Youtube视频推荐

1. 需求 requirements

场景/功能类

  • Use case

    • Homepage? similar item recommendation?

    • Does user sends a text query as well?

  • Similar to previously played, or personalized for the user?

  • explicit feedback? (thumbs up/down, in-product surveys)

  • implicit user history

  • User locations? Worldwide (multiple languages)

  • User’s age group

  • Do users have any favorite lists, play later, etc?

  • can users become friends on the platform and do we want to take that into account?

  • which device

  • Free or Paid?

  • 是否都是冷启动数据,还是都已经有了交互

目标类

  • Business objective?

    • Increase user engagement (play, like, click, share), purchase?, create a better ultimate gaming experience

    • maximize users’ engagement and recommend new types of content to users

  • For online recommendations, it’s important to find the balance between exploration vs. exploitation. If the model over-exploits historical data, new videos might not get exposed to users. We want to balance between relevancy and fresh new content.

约束类

  • Latency requirements - 200msec?

    • For every user to visit the homepage, the system will have to recommend 100 videos for them. The latency needs to be under 200ms, ideally sub 100ms.

  • Data access

    • Do we log and have access to any data? Can we build a dataset using user interactions ?

    • Do we have textual description of items?

  • scale: how many user and item

    • How many videos? 100 million

    • How many users? 100 million DAU

2. 架构 architectural components

  • The reason for two stages is to make the system scale.

  • [1] In this first stage, the system starts from a potentially huge corpus and generates a much smaller subset of candidates. For example, the candidate generator in YouTube reduces billions of videos down to hundreds or thousands. The model needs to evaluate queries quickly given the enormous size of the corpus. A given model may provide multiple candidate generators, each nominating a different subset of candidates.

  • [2] Next, another model scores and ranks the candidates in order to select the set of items (on the order of 10) to display to the user. Since this model evaluates a relatively small subset of items, the system can use a more precise model relying on additional queries.

  • [3] Finally, the system must take into account additional constraints for the final ranking. For example, the system removes items that the user explicitly disliked or boosts the score of fresher content. Re-ranking can also help ensure diversity, freshness, and fairness.

3. 数据收集 data collection

  • Collect data on ad impressions, clicks, conversions, and user interactions.

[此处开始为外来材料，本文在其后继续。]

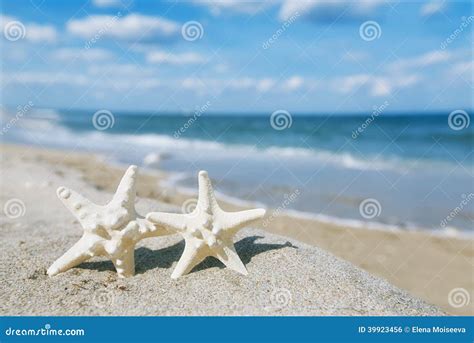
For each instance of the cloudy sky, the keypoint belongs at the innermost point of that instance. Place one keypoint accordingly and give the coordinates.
(305, 56)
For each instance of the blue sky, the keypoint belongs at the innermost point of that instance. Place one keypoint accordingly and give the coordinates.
(301, 56)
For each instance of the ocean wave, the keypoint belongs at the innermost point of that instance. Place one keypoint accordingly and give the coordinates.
(43, 122)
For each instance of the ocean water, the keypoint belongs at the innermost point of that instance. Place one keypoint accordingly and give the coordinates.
(409, 171)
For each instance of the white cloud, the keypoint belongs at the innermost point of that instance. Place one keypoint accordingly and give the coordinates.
(432, 7)
(134, 27)
(465, 67)
(234, 6)
(92, 55)
(32, 32)
(427, 59)
(328, 10)
(294, 83)
(110, 3)
(41, 33)
(169, 58)
(376, 85)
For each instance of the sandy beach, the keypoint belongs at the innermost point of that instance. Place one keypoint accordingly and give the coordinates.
(288, 257)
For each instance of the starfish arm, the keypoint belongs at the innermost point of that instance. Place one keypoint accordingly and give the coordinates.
(125, 264)
(147, 229)
(125, 193)
(80, 207)
(234, 221)
(231, 259)
(170, 221)
(78, 253)
(206, 200)
(191, 257)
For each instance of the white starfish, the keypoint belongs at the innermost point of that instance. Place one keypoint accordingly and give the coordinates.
(111, 230)
(207, 231)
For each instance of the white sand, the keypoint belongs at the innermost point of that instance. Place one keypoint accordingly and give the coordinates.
(285, 277)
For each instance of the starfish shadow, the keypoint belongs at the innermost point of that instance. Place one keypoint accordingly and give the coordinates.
(247, 249)
(147, 259)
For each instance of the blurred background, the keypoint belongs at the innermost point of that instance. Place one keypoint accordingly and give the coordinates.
(351, 113)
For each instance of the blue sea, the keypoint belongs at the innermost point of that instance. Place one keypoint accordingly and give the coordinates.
(413, 171)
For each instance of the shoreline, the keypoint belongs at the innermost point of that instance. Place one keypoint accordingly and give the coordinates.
(426, 265)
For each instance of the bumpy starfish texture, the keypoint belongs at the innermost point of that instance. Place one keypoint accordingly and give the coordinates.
(207, 231)
(111, 230)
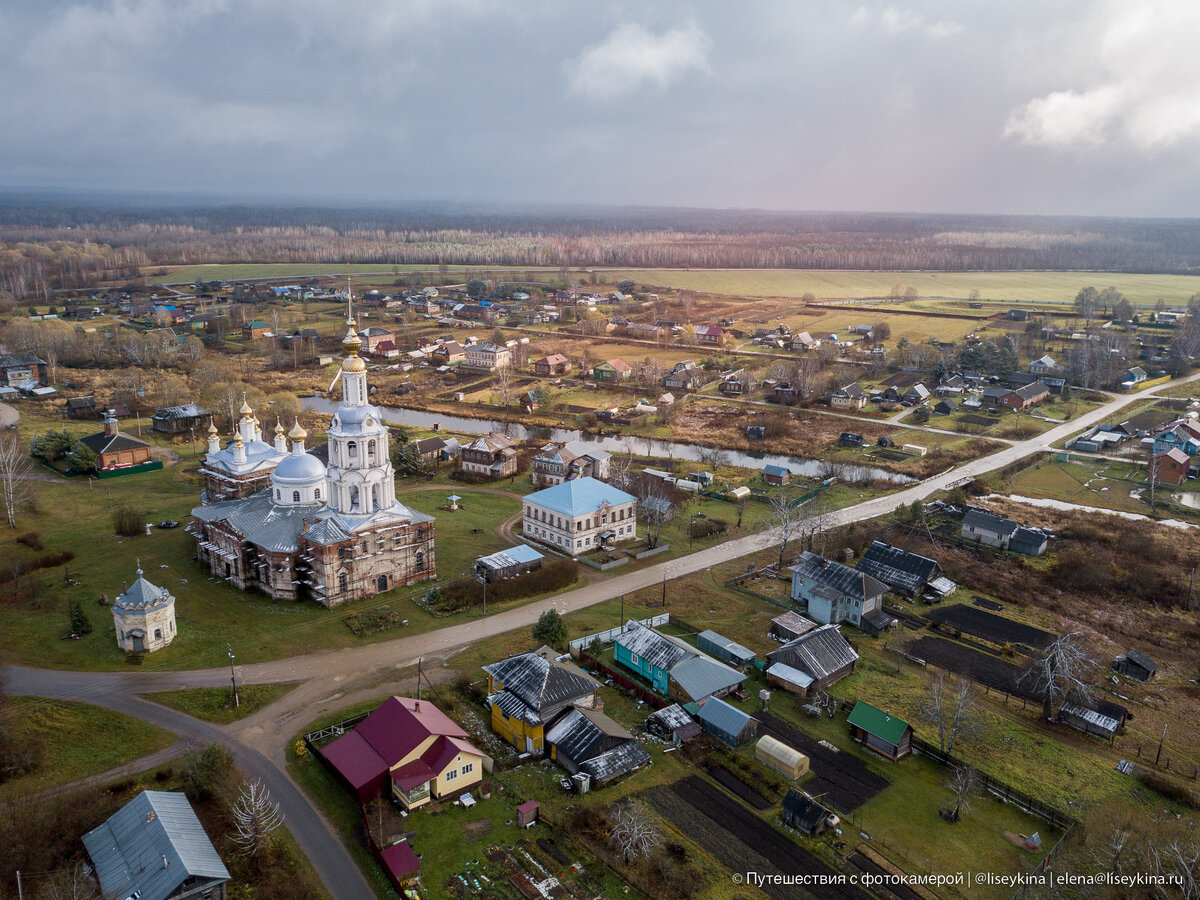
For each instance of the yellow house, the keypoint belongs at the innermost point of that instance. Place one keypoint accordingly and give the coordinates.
(528, 691)
(411, 745)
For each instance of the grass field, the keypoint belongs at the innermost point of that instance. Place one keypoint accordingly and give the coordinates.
(100, 739)
(213, 703)
(1020, 287)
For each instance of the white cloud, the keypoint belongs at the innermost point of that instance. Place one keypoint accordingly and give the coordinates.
(1140, 89)
(900, 22)
(631, 57)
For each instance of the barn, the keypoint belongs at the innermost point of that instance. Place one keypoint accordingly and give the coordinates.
(727, 724)
(725, 649)
(777, 755)
(886, 735)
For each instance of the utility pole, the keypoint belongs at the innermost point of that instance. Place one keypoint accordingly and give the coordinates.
(233, 678)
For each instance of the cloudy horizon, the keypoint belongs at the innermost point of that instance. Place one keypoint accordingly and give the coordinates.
(919, 107)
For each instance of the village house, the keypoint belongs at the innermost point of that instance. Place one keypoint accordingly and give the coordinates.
(155, 849)
(982, 527)
(528, 691)
(613, 370)
(179, 420)
(255, 330)
(685, 376)
(672, 666)
(1169, 467)
(580, 515)
(493, 455)
(847, 397)
(114, 449)
(556, 364)
(834, 593)
(489, 355)
(905, 573)
(562, 462)
(712, 335)
(813, 661)
(886, 735)
(587, 742)
(407, 749)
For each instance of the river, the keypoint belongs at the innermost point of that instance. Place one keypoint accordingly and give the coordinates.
(610, 443)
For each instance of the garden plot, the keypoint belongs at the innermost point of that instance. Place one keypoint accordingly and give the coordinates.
(978, 666)
(989, 627)
(742, 840)
(841, 780)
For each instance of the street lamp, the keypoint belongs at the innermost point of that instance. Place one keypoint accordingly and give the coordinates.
(233, 678)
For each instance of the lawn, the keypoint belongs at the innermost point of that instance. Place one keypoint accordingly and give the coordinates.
(100, 739)
(825, 283)
(213, 705)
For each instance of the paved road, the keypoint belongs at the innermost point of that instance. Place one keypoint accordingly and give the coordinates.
(335, 678)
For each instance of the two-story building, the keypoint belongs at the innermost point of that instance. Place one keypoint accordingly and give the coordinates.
(411, 749)
(580, 515)
(562, 462)
(529, 691)
(835, 593)
(493, 455)
(489, 355)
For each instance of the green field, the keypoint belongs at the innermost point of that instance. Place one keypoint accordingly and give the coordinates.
(1018, 287)
(100, 739)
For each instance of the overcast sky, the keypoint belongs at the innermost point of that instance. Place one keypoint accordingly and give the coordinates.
(1025, 106)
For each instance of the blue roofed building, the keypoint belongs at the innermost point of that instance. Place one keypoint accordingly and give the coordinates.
(580, 515)
(155, 847)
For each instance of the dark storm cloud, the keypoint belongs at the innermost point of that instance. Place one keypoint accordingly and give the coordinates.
(1024, 107)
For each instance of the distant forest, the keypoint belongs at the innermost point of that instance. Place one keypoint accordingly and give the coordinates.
(51, 240)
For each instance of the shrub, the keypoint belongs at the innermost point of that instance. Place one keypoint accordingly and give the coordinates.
(127, 521)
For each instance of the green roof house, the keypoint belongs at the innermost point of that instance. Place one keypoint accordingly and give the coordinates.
(883, 733)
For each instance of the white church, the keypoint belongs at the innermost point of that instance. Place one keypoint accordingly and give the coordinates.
(306, 531)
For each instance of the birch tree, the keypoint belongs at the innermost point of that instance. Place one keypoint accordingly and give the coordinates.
(256, 816)
(15, 475)
(1063, 672)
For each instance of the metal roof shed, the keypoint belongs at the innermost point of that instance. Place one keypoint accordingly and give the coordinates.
(726, 723)
(779, 756)
(151, 846)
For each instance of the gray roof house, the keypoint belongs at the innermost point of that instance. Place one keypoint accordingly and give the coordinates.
(153, 849)
(834, 593)
(904, 571)
(823, 655)
(588, 741)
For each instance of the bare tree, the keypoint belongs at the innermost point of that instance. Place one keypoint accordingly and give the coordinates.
(964, 784)
(256, 816)
(787, 519)
(15, 475)
(951, 709)
(635, 833)
(1062, 672)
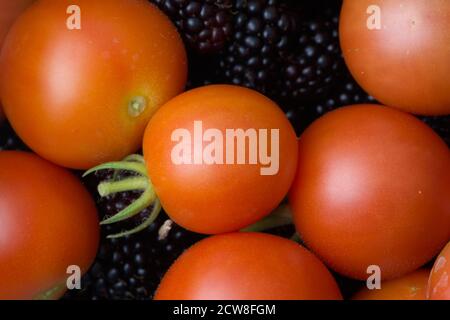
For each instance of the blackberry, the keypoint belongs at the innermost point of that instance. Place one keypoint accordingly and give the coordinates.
(9, 140)
(206, 25)
(263, 28)
(130, 267)
(287, 53)
(441, 125)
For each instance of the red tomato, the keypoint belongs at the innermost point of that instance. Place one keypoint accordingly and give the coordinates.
(220, 197)
(9, 10)
(372, 188)
(406, 62)
(247, 266)
(410, 287)
(48, 222)
(439, 282)
(83, 97)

  • Capture user behavior data on your website or platform to understand post-click engagement.

  • Gather ad creative data, such as headlines, images, and ad copy.

前处理

  • Segment data by ad type, campaign, audience demographics, and other relevant factors to analyze performance at different levels.

  • Clean and preprocess data to remove anomalies, missing values, and outliers.

  • Removing duplicates

  • filling missing values

  • normalizing data

正负样本

4. 特征 feature

  • 用户特征,item特征,场景特征

    • 用户:用户画像特征、用户统计特征、用户行为特征

    • item:

    • 用户与item交叉特征:

    • 场景特征:有缺失,重要特征提升其覆盖率

  • sparse和dense特征

    • 离散特征(ID,类目)做embedding

    • 连续特征()转换 log1p, 分桶变成离散特征

  • 根据特征需要的时效性(例如历史engagement)、变化频率(例如用户与item基本信息)、数据大小与计算快慢决定其存储与服务时获取的方式

    • 内存数据库:用户画像(少,偏静态)、item画像(多,静态)、统计特征(用户少,item多,时效要求高)

5. 模型 model

召回

Candidate generation is the first stage of recommendation. Given a query (also known as context), the system generates a set of relevant candidates

  • content-based filtering: Uses similarity between items to recommend items similar to what the user likes.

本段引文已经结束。